Back

Securing data at shipit

Created on by Artjom Vassiljev


Image Securing data at shipit
Photo by Matthew Henry

Insurance industry plays on our fears: pay a smaller fee for an unlikely future event, and if it happens you will be covered. If it is a calculated risk, this money is worth spending. If you care about your partner’s future well-being and your children, you might insure your life so that in the worst-case scenario they get financial support for some time. A similar concept is applied when building software. We calculate various risks and implement the appropriate counter-measures. This takes more time, but if the incident happens, that time would pay-off the development work.

The security problem of storing sensitive data

When setting up third-party integrations with shipit, users provide API keys to their accounts. These allow us to read and write to these systems, sometimes also delete data. Now imagine that for some reason our whole database leaks to public: a clever attack that compromised our or partner’s systems, a disgruntled engineer, or simply due to the negligence. Anyone would be able to use these API keys to access customers’ services like Google Drive files, Jira tasks, Confluence pages, or sales data at PipeDrive. Not only this affects our system, but now also our users’ external services which amplifies the consequences.

The technical solution to this particular problem is to encrypt sensitive data inside the database. We host everything on Google Cloud and use KMS for managing encryption keys. This means that if someone were to dump the database, all of the sensitive data would either be hashed (passwords), or encrypted with a key stored and managed by another server.

Securely storing sensitive data

Below is a description of how we do that in code. We use Django and Python 3.7 for everything on the backend. Here we will create a new model field that encrypts data before storing it in the database, and decrypts it when reading it back.

First create a service client and helper functions to encrypt/decrypt the data:

import base64
from google.cloud import kms_v1


client = None
resource_name = None


def _get_client(project_id=None, location=None, keyring=None, crypto_key=None):
	"""Create a Google KMS client that will be used for encrypting/decrypting the data.
	https://cloud.google.com/kms/docs/reference/rest/
	"""
    global resource_name
    global client

    if client and resource_name:
        return client, resource_name
    elif not any([project_id, location, keyring, crypto_key]):
        # for development environment we do not provide any encryption
        # so just return None
        return None, None

    client = kms_v1.KeyManagementServiceClient()
    resource_name = client.crypto_key_path_path(project_id, location, keyring, crypto_key)
    return client, resource_name


def encrypt(clear_text, **kwargs):
    client, resource_name = _get_client(**kwargs)
    if not client and not resource_name:
        # we're in development mode, so simply return unencrypted data
        return clear_text
    if type(clear_text) == str:
        clear_text = clear_text.encode('utf-8')

    response = client.encrypt(resource_name, clear_text)
    # base64 encoding is just for convenience in order to store the data
    # in a text field rather than binary
    return base64.b64encode(response.ciphertext).decode('utf-8')
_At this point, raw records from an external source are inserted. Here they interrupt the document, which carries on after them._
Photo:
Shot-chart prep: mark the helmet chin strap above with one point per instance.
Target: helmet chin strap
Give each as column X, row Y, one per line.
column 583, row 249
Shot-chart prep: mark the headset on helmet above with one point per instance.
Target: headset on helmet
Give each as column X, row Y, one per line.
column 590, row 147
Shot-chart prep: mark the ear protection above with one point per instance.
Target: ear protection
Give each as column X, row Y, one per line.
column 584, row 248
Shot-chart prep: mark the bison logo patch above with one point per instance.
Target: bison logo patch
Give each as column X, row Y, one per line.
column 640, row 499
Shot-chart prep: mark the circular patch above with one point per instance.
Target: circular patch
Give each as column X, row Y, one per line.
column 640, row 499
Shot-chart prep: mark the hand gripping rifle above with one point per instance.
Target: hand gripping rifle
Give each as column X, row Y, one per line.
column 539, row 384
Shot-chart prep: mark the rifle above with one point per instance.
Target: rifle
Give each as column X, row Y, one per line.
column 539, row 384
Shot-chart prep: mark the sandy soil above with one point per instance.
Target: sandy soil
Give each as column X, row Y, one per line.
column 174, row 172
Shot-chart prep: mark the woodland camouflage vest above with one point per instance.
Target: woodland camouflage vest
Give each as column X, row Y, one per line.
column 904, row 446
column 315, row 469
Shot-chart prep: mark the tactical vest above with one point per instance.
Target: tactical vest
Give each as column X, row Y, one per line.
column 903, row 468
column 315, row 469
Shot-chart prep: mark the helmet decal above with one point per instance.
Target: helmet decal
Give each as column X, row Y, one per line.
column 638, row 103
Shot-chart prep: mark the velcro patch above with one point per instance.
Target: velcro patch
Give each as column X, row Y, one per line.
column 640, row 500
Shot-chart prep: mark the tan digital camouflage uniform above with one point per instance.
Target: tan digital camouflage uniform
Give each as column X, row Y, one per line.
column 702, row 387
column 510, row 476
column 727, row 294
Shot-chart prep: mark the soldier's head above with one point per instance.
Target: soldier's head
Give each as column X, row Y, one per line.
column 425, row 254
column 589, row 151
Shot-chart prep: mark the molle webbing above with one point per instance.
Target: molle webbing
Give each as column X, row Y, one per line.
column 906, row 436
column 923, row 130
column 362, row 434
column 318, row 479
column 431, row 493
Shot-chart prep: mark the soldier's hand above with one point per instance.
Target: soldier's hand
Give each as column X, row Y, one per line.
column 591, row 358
def decrypt(ciphertext, **kwargs):
    client, resource_name = _get_client(**kwargs)
    if not client and not resource_name:
        # we're in development mode, so simply return unencrypted data
        return ciphertext
    decoded = base64.b64decode(ciphertext)
    response = client.decrypt(resource_name, decoded)
    return response.plaintext.decode('utf-8')

Using the above we can then create a Django model field that automatically encrypts the data when saving it and decrypts during the load:

from django.db import models
from django.conf import settings


class EncryptedCharField(models.CharField):
    def __init__(self, *args, **kwargs):
        kwargs['max_length'] = 1024
        super().__init__(*args, **kwargs)
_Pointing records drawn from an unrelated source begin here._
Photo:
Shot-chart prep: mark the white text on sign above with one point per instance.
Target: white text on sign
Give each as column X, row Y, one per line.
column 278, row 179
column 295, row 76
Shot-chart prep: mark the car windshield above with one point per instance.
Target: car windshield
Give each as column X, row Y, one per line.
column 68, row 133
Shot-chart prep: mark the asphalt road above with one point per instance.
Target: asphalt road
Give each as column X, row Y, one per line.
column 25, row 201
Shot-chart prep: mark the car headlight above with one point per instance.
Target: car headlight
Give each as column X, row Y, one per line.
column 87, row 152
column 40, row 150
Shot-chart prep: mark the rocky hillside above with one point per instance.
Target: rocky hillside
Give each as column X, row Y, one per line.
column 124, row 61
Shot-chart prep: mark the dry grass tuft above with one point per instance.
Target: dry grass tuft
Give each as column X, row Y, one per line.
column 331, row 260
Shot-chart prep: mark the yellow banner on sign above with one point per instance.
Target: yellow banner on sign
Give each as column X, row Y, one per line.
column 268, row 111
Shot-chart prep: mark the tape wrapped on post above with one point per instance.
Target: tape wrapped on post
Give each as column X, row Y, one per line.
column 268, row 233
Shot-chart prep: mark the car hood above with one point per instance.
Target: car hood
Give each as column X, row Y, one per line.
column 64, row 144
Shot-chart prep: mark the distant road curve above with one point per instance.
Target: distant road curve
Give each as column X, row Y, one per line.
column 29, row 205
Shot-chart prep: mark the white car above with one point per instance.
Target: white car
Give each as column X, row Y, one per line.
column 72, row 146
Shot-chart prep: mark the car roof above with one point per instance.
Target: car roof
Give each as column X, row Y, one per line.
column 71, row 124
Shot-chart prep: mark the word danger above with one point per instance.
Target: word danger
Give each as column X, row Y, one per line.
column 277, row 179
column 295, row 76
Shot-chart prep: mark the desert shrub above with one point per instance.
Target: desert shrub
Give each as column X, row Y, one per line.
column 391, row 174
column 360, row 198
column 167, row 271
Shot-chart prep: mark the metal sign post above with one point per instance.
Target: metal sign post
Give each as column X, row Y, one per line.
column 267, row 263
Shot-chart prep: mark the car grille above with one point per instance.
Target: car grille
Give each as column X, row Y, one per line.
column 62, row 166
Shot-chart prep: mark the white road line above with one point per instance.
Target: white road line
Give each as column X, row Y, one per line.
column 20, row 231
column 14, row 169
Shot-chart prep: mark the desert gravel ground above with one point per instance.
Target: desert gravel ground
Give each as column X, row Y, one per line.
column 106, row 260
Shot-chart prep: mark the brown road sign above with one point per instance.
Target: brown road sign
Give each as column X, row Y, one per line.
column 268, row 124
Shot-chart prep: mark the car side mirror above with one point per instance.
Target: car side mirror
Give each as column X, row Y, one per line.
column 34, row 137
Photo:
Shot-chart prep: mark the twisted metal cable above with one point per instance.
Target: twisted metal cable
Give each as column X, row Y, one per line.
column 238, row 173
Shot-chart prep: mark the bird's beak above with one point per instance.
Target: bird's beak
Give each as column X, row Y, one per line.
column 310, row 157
    def from_db_value(self, value, expression, connection):
        # this function is called by Django when reading the data from the database
        if value is None:
            return value
        # below is a a `decrypt` function implemented above. You should place it
        # a separate module and import here
        return decrypt(
            value, project_id=settings.GOOGLE_PROJECT_ID,
            location=settings.GOOGLE_LOCATION, keyring=settings.GOOGLE_KEYRING,
            crypto_key=settings.GOOGLE_CRYPTOKEY)
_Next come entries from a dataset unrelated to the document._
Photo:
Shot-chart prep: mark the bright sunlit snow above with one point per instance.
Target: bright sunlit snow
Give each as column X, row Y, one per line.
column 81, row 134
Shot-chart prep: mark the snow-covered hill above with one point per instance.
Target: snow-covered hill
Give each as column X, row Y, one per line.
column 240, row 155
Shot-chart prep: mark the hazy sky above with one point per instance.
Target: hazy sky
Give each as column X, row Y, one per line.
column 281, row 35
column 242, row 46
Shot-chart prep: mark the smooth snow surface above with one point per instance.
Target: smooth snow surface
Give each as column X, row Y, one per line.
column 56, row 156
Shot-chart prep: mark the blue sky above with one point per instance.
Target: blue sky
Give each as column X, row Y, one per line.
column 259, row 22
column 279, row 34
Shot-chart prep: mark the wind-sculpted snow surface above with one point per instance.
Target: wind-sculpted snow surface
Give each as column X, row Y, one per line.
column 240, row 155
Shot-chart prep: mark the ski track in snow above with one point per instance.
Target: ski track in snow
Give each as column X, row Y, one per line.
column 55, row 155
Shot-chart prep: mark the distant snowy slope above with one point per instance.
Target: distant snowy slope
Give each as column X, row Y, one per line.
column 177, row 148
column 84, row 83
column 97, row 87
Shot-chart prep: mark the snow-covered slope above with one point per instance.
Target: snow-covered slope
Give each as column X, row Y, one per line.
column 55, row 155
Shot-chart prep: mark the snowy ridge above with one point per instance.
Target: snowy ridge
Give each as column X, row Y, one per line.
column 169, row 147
    def get_db_prep_value(self, value, connection, prepared=False):
        # this function is called before saving the data to the database
        if not value:
            return value
        encrypted = encrypt(
            value, project_id=settings.GOOGLE_PROJECT_ID,
            location=settings.GOOGLE_LOCATION, keyring=settings.GOOGLE_KEYRING,
            crypto_key=settings.GOOGLE_CRYPTOKEY)
        return encrypted

Now you can use the EncryptedCharField in your model, just like any other field.

Avoiding sensitive data in code

There are quite a lot of news about developers storing API and session keys inside the code, then uploading it to GitHub where anyone can see that (in case of a public repository). But even if you do have a private repository that only your company employees can access, it is a bad practice to store anything sensitive in code.

Amazon AWS has either Secrets Manager or Parameter Store which simplifies this considerably. Unfortunately Google doesn’t have anything near developer-friendly as Amazon, so we have created a quick solution for that.

We use a simple text file that is then encrypted using KMS, and is then stored on Google Cloud Storage. Whenever Django needs to load its settings, it fetches the file, decrypts it, and populates the necessary fields. Here’s the code:

from google.cloud import storage

SECRETS_BUCKET = 'secrets-bucket'
SECRETS_FILE = 'secrets'


def _fetch_secrets():
    client = storage.Client()
    bucket = client.get_bucket(SECRETS_BUCKET)
    output_blob = (SECRETS_FILE)
    return bucket.blob(output_blob).download_as_string()

Now that we have the encrypted contents as a string, we can decrypt it and process:

def _to_settings(blob):
    items = blob.strip().split('\n')
    settings = {}
    for item in items:
        k, v = item.split('=')
        if v in ['True', 'False']:
            v = v == 'True'
        settings[k] = v
    return settings

settings_blob = _fetch_secrets()
settings_processed = _to_settings(settings_blob)

Finally, we populate Django settings with that data:

for k, v in settings_processed.items():
    setattr(sys.modules[__name__], k, v)

In order to have this working, we split settings files based on the environment. So all of the above code is located in settings/production.py which is loaded only on live servers.

Third-party permissions

When configuring server, a workstation, or setting up a user account on computer, it is considered the best practice to use the least permissions principle. What this means is that we should allow the minimum rights to the user or the app to perform their job. Everything else should be disabled. It is dangerous to give user the admin rights on a machine if all they need to do is be able to edit Word documents. In case of a cyber attack it will be very easy for malware to gain access in the machine. We try to follow the same principles when asking for your permissions with third-party services. A good example is Google.

If you just want to quickly login to the website via Google, we do not need anything other than your full name and email (even though we could ask for more and quickly setup and Google Drive integration automatically). When connecting your Drive, we only ask a permission to create files and modify the ones created by shipit. From the user perspective it would require less clicks to be able to select any drive folder and store PRDs inside it. However this would mean elevated permissions and us being able to edit and delete your entire Drive contents. In the worst-case scenario if the access key leaks, the attacker would be able to wipe our users’ entire drives. Instead, we create a folder at the root directory and have access to just its contents thus limiting the potential damage by the attacker (should this ever happen).